Search code examples
pythonpython-3.xdataframepython-polars

Why does casting a column with numeric Categorical datatype to an integer in Polars result in unexpected behavior?


I have a Categorical column named decile in my polars DataFrame df, with its values ranging from "01" to "10". When attempting to convert that column into a numerical representation via: df.with_columns(pl.col('decile').cast(pl.Int8)), the casted values are not mapped as expected (i.e., "01" doesn't get mapped to 1, and so on), and the range now also from 0 to 9, not 1 to 10.

The weird thing is that no matter what the original values of the column decile were, they will always get mapped unexpectedly, and to [0, 9] when casting it into an integer datatype.

I am trying to cast the values into integer datatype for plotting purposes.

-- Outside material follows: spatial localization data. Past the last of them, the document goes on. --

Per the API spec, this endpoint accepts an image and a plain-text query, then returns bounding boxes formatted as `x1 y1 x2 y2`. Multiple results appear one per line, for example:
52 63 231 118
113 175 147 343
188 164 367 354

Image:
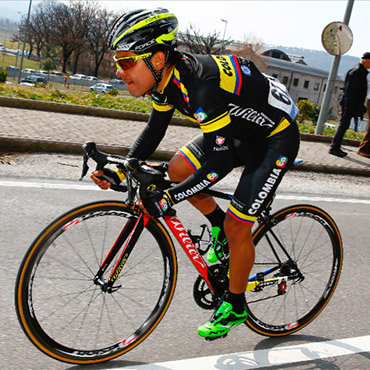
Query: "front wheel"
15 201 177 364
246 204 343 336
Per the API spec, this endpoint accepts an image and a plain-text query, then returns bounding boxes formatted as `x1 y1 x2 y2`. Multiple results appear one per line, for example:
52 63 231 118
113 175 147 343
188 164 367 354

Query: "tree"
87 8 116 77
29 1 55 59
296 100 320 124
178 24 233 55
13 14 34 59
45 2 75 73
14 1 55 60
42 43 57 72
69 0 96 74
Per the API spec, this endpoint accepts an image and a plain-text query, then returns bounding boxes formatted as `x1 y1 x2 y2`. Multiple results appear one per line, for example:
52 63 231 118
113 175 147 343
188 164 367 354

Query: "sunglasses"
113 52 152 71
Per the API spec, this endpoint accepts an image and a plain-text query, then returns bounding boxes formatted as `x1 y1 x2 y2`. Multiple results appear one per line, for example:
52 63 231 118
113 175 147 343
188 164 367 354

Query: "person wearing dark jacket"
329 52 370 158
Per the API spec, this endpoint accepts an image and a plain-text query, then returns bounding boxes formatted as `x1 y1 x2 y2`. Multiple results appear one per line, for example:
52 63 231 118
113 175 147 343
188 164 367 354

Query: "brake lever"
79 153 89 181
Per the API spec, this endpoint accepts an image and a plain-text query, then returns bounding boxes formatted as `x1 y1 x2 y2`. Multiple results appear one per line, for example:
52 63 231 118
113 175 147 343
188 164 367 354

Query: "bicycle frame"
92 206 228 297
92 201 296 299
81 142 300 299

Here is a minimal reproducible example:

size = 1e3
df = pl.DataFrame({
    "id": np.random.randint(50, size=int(size), dtype=np.uint16),
    "amount": np.round(np.random.uniform(10, 100000, int(size)).astype(np.float32), 2),
    "quantity": np.random.randint(1, 7, size=int(size), dtype=np.uint16),
})
df = (df
      .groupby("id")
      .agg(revenue=pl.sum("amount"), tot_quantity=pl.sum("quantity"))
     )
df = (df.with_columns(
    pl.col('revenue')
    .qcut(10, labels=[f'q{i:02}' for i in range(10, 0, -1)])
    .alias("decile")
))

How to have the casting be proper (as one would expect the values to be mapped), and in the same range as the original values?


Solution

  • The first cast on a pl.Categorical should always be string (pl.Utf8) first, then converting from string to int from here (in your example, a bit more than a straight cast is required to separate the q):

    pl.col('decile').cast(pl.Utf8).str.slice(1).str.parse_int(10)